Tuesday, July 13, 2010

Louis Sullivan: the Struggle for American Architecture



The northeast Florida premiere showing of the internationally significant film, Louis Sullivan: The Struggle for American Architecture, will take place at the 5 Points Theatre, 1028 Park Street, one day only, this coming Sunday, July 18th, at 2:00 pm and 7:00 pm. This will be only the sixth time this movie has been shown publicly.

There is limited seating, and it is expected to be a sell-out. Buy your tickets at the 5 Points Theatre box office now, or on online.

The film was the winner of the Best Documentary at the 2010 Kansas City Film Fest and was an Official Selection at the Full Frame Documentary Film Festival 2010. Its director, Mark Richard Smith, will be appearing in person at the Jacksonville showing to introduce the film.  The movie showing is a benefit for the Jacksonville Historical Society, Riverside Avondale Preservation, and Jacksonville AIA. It is also co-sponsored by Cinemania & the 5 Points Theatre.

Louis Sullivan was perhaps America's greatest architect, in some ways surpassing even his most well-known student, Frank Lloyd Wright. He has been called "the creator of the modern skyscraper" and even "the Father of American Architecture". Yet, after designing only a few dozen buildings (many of which are among the most beautiful ever created in this country), he died in poverty and relative obscurity. His is the greatest story never told in American architecture.
 This film marks the first time that Sullivan's life and career of have been brought to the screen. There has never been an in-depth exploration of him as an artist and what he tried so hard to do for American architecture.  After months of research that began in early 2007, director Mark Richard Smith began traveling throughout the Midwest and East Coast to view first hand most of Sullivan’s surviving works. The experience shaped his commitment to presenting as vividly as possible the stirring, profound beauty of Louis Sullivan’s architecture. Much of the footage is made up of moving shots that trace building details and ornamentation not readily seen by the naked eye.

But this film aspires to present a lot more than just great photography. Sullivan’s quixotic belief in the unbreakable connection between social values and architecture is closely examined, as are the cultural forces at work at the end of the nineteenth century that made it impossible for Sullivan’s aesthetic to take root in the American consciousness. The film presents him as an artist who never felt completely comfortable in either the vanishing world of nineteenth-century romanticism or the unsentimental and mechanized one of the twentieth century. Yet he understood both like no other artist of the period.
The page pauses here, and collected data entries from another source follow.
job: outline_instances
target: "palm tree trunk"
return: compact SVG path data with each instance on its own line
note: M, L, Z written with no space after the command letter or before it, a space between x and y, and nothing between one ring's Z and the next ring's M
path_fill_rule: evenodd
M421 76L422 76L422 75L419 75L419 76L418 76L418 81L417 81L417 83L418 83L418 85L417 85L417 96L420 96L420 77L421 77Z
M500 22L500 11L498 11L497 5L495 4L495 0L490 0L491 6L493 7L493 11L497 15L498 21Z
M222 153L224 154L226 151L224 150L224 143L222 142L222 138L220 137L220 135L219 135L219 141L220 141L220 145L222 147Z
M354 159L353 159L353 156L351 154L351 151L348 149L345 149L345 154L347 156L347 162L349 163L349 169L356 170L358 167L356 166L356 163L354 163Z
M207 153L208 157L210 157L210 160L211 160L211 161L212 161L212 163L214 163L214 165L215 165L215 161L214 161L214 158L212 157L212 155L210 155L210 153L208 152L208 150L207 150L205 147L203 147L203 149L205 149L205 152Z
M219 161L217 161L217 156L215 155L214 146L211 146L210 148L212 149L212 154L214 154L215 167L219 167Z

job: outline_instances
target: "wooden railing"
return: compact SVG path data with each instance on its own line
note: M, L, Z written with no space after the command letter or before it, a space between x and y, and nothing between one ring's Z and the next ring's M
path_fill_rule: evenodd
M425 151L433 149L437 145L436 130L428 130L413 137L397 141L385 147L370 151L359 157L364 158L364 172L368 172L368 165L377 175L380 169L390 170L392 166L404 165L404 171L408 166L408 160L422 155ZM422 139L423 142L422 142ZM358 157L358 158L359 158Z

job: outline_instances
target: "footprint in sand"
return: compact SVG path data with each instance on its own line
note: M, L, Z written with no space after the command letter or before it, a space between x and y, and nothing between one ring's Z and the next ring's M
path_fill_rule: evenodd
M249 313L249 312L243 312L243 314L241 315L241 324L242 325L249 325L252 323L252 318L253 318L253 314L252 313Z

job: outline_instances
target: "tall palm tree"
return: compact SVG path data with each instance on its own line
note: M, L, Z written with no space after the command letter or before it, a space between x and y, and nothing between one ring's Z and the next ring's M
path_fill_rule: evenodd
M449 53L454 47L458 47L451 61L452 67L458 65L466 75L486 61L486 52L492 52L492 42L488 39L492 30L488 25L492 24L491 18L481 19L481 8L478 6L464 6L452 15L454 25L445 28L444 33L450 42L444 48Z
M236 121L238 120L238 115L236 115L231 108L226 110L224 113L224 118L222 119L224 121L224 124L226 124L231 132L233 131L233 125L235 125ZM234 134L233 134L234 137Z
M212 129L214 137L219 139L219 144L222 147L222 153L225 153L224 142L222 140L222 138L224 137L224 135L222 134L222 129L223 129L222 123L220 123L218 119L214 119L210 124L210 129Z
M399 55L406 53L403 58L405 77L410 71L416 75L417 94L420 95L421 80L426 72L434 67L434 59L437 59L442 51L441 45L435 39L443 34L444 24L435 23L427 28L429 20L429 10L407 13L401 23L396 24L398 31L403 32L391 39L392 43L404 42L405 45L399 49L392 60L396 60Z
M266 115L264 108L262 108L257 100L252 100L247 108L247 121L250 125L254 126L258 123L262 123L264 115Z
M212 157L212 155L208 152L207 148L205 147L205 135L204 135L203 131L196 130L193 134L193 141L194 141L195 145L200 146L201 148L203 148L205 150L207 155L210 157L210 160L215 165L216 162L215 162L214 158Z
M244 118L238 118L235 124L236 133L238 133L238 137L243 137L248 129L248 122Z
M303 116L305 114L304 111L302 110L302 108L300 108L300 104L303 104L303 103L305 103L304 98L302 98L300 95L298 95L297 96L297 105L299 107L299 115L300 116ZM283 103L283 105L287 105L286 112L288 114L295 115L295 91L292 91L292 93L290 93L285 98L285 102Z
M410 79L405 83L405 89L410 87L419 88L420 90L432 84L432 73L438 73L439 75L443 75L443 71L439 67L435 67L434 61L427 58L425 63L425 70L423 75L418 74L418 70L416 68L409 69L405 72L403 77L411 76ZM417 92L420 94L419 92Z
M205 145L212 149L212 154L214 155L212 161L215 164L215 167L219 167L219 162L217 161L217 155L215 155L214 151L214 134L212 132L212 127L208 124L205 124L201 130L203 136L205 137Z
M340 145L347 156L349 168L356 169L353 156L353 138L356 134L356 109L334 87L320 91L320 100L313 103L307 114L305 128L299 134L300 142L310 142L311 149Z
Out of this conflict came incomparable works of architecture that vividly captured the end of one age and the dawn of another.

And just as significant, the film looks at how Louis Sullivan’s genius exerted such a tremendous influence on the development of the most famous architect who ever lived, Frank Lloyd Wright.

This is an important film to be shown in Jacksonville, because the work of Sullivan greatly influenced our own local superstar architect, Henry John Klutho.